Issue Date: May 4, 2015
Wacker Chemie Chases Cheap Silicon
If you have lunch with Rudolf Staudigl, the measured chief executive of Wacker Chemie, the Bavarian chemical producer, don’t expect him to be a barrel of laughs.
It’s been a tough time for Wacker’s polysilicon business, as well as Siltronic, the firm’s silicon wafer subsidiary. Already faced with high capital and energy costs, Wacker and its competitors have had to swallow a huge dip in selling prices for polysilicon and silicon wafers after the market became swamped with supply.
Ask Staudigl to name his favorite in-house R&D project, though, and he will crack a smile. That’s because it is a novel approach for making certain semiconductor wafers that could lead to significant cost savings. Staudigl is optimistic. “It’s a very exciting project,” he tells C&EN.
The standard approach to manufacturing high-purity polycrystalline silicon is the Siemens process. Developed by the German firm Siemens in the 1950s, it involves heating thin silicon rods in large vacuum chambers in the presence of hydrogen and trichlorosilane at 1,100 °C for several days.
When the reaction is complete, the bell-shaped chamber lid is lifted to reveal several tons of high-purity silicon coating the silicon rods. After being smashed into chunks, this polysilicon is then melted and grown into large monocrystalline ingots using a method named after its inventor, the Polish scientist Jan Czochralski. The ingots are sliced to form the silicon wafers used in semiconductors and solar panels.
In recent years, Wacker and some of its competitors have independently developed fluidized-bed deposition techniques as a potentially lower-cost alternative to the Siemens process. Instead of polysilicon chunks, it creates polysilicon granules.
Now Wacker is seeking to use granular polysilicon in a novel approach to make so-called float-zone silicon wafers, which are used to make high-end electronic switches rather than solar panels and semiconductors. The market is growing rapidly and represents a major opportunity, Wacker says. The firm has named its technology the granular float-zone process, or GFZ.
In the standard float-zone process, Siemens polysilicon is melted with an induction coil and grown into a monocrystalline ingot. The crystal is highly pure because surface tension allows it to “float” around a support rod without the need for a containing vessel that might cause contamination. A drawback is the high cost of running the Siemens process. GFZ avoids this by using lower-cost polysilicon granules, according to Hans-Peter Bortner, director of silanes production for Wacker.
Yet several technical challenges must be overcome for the GFZ technology to meet its targets for quality and cost-effectiveness, Wacker says. Although the fluidized-bed approach is economical, the polysilicon granules it yields have higher levels of impurities than do the chunks from the Siemens process. A focus of Wacker’s development of GFZ is reducing these impurities in the final product.

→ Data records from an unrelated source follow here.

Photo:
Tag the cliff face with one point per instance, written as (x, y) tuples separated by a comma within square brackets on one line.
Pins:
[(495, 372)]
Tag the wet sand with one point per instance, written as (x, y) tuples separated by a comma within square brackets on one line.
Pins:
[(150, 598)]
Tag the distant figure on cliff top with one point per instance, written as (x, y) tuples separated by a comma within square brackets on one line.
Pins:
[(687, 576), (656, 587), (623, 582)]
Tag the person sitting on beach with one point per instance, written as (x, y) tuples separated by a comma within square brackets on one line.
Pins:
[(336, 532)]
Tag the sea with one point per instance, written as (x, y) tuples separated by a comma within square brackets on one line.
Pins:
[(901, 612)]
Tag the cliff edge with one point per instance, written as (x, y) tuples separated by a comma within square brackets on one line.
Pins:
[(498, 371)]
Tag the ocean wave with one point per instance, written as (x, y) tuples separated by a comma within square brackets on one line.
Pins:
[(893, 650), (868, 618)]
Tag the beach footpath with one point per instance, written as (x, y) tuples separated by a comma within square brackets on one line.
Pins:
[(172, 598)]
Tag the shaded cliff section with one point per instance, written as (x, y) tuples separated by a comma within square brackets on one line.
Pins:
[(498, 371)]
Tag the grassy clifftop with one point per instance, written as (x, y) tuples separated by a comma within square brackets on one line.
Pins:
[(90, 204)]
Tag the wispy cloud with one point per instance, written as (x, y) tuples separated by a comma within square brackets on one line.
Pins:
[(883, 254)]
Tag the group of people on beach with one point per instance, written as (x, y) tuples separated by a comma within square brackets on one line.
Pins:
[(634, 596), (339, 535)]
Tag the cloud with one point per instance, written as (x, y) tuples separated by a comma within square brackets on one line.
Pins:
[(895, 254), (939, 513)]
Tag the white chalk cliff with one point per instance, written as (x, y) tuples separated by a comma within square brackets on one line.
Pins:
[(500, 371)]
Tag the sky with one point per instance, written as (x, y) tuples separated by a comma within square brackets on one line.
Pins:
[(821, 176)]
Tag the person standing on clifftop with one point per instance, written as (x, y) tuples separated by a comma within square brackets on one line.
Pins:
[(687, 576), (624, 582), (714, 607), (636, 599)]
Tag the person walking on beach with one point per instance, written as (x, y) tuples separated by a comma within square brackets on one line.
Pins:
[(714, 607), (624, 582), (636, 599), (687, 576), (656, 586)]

Wacker has begun operating a development reactor at its biggest polysilicon plant, in Burghausen, Germany, dedicated to testing the manufacture of float-zone ingots from granular polysilicon. “We are working on getting the costs down and on reaching the needed product quality,” Bortner says.
Although Wacker says it expects GFZ to become a commercial success, the firm has to date been reluctant to manufacture granular polysilicon at large scale.
Polysilicon granules may yield not only a cheaper route for GFZ but also cheaper commercial production of solar panels. But recent claims by other leading polysilicon producers—including REC Silicon, SunEdison, and GCL-Poly—that they are on track to scale up granular polysilicon production have been met with skepticism by industry analysts.
“While fluidized-bed reactor systems are a proven technology, at this point, polysilicon manufacturers have not proven that it leads to sustainable success in the market,” says Mark Barineau, a solar analyst with Lux Research, a market research firm.
Industry experts estimate that the granular process could reduce the cost of making polysilicon to $10 to $15 per kg compared with $12 to $20 per kg for the latest iterations of the Siemens process. Although granular processes may be the future, right now the Siemens process “is much more reliable and bankable than fluidized-bed reactors,” says Richard M. Winegarner, president of Sage Concepts, a consulting firm with expertise in the polysilicon sector.
A more immediate concern for Wacker, Winegarner points out, is the domination of the silicon sector by Chinese firms potentially propped up and protected by their government. “Wacker’s biggest problem is not being Chinese,” he says. Even if Wacker were to step up its activities relating to granular polysilicon, “I don’t think Siltronic is ever going to be a huge moneymaker,” Winegarner says.
Indeed, the silicon wafer market is such a tough place to do business that Staudigl recently initiated a review to determine whether Wacker should sell Siltronic.
Although GFZ may yet prove to be the exciting commercial technology Staudigl hopes it will be, for Wacker it may be one technology that delivers too little, too late.